AI consistently mentioning a con that is no longer accurate (a limitation fixed in a major release 12 months ago), quoting a pricing tier that no longer exists, or describing your software with generic attributes rather than your specific differentiators — indicating AI has low-quality or outdated source material about your product. Also watch for Sentiment Analysis showing above 15% negative mentions, which suggests critical reviews or community discussions are influencing AI evaluations.
AI evaluations often reflect the version of your software that was most discussed online 6-18 months ago. If you have released a major update that resolved a commonly cited limitation, that improvement is invisible to AI until it is covered by third-party sources (review updates, blog posts, changelog coverage) that AI models actively cite. Updating your own product page is necessary but not sufficient — you need third-party validation of the improvement.

Example

Scenario: Your project management software released a major analytics module 8 months ago, but AI still consistently cites “limited reporting features” as a con in every evaluation response.
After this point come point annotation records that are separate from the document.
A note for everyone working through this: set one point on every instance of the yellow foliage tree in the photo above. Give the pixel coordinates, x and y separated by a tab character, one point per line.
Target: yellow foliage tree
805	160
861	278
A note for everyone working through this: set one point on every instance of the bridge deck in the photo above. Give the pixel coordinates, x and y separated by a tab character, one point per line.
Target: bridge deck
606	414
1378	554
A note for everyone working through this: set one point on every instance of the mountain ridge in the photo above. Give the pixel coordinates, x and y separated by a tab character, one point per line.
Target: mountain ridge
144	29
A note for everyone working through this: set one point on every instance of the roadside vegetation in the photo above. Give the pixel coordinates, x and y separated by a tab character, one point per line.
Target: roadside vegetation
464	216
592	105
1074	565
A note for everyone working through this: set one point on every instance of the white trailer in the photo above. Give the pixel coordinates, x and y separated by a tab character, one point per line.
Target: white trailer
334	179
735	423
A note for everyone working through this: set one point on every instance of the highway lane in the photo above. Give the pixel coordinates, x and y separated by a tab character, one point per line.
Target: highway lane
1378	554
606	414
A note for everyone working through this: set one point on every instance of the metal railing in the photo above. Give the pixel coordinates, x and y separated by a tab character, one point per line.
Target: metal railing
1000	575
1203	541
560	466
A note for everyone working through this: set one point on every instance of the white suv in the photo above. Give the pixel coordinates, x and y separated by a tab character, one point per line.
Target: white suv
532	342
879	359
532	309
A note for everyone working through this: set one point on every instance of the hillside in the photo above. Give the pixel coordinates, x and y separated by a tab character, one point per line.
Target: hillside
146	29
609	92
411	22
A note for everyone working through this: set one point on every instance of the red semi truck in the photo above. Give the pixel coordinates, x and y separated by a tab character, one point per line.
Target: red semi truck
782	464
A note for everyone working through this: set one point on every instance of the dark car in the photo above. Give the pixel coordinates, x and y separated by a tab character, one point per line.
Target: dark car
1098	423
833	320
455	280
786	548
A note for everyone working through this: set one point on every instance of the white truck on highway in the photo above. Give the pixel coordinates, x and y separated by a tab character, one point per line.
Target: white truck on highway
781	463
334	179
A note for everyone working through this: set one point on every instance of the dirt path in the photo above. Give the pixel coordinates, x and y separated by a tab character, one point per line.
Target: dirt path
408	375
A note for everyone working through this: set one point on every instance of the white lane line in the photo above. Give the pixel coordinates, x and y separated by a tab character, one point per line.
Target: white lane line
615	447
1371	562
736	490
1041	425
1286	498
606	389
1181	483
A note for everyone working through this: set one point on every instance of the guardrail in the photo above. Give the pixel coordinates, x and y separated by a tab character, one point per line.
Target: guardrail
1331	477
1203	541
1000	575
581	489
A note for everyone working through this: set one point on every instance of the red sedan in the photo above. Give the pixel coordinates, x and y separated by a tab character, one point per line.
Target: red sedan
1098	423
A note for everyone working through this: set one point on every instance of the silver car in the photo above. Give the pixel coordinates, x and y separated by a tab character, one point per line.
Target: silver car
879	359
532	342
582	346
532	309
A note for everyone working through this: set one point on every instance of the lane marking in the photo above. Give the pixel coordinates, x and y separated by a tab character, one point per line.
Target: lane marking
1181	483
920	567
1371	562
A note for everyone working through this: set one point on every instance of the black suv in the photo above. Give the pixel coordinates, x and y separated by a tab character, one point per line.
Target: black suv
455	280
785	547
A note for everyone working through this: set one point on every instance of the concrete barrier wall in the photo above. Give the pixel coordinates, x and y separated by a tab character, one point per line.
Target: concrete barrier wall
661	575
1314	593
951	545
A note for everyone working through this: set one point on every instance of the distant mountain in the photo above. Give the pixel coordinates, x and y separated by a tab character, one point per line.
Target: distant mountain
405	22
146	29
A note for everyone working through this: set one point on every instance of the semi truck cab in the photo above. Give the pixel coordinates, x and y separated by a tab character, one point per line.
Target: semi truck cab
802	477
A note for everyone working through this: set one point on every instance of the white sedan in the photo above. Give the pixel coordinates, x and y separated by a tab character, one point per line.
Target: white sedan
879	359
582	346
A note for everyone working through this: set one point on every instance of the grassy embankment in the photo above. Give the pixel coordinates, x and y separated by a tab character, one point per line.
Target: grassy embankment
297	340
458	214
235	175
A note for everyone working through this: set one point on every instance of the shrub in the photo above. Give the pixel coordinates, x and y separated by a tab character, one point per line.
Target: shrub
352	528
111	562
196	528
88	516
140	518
  1. Open Visibility > Responses and filter to evaluation prompts. Read 6 responses across ChatGPT, Perplexity, and Gemini. All six mention “limited reporting compared to competitors” despite your analytics module being a top-reviewed feature in recent user reviews. The responses cite a Capterra review from 14 months ago and a TechRadar roundup from 18 months ago.
  2. Navigate to Strategy > Brand Perception — the Weaknesses quadrant shows “reporting and analytics” appears in 68% of AI evaluation responses. The Strengths quadrant correctly shows “task management” and “collaboration features” but does not include analytics.
  3. Check Insights > Shopping Results — pricing is accurate. The issue is purely reputational, not commercial. Execute a three-part response: update your Capterra listing to highlight the new analytics module with screenshots, submit a product update post to Product Hunt, and pitch a “before/after analytics” case study to 2 SaaS media publications that AI cites in your category. Set a 60-day review period in Qwairy to measure whether the “limited reporting” con frequency in Responses decreases.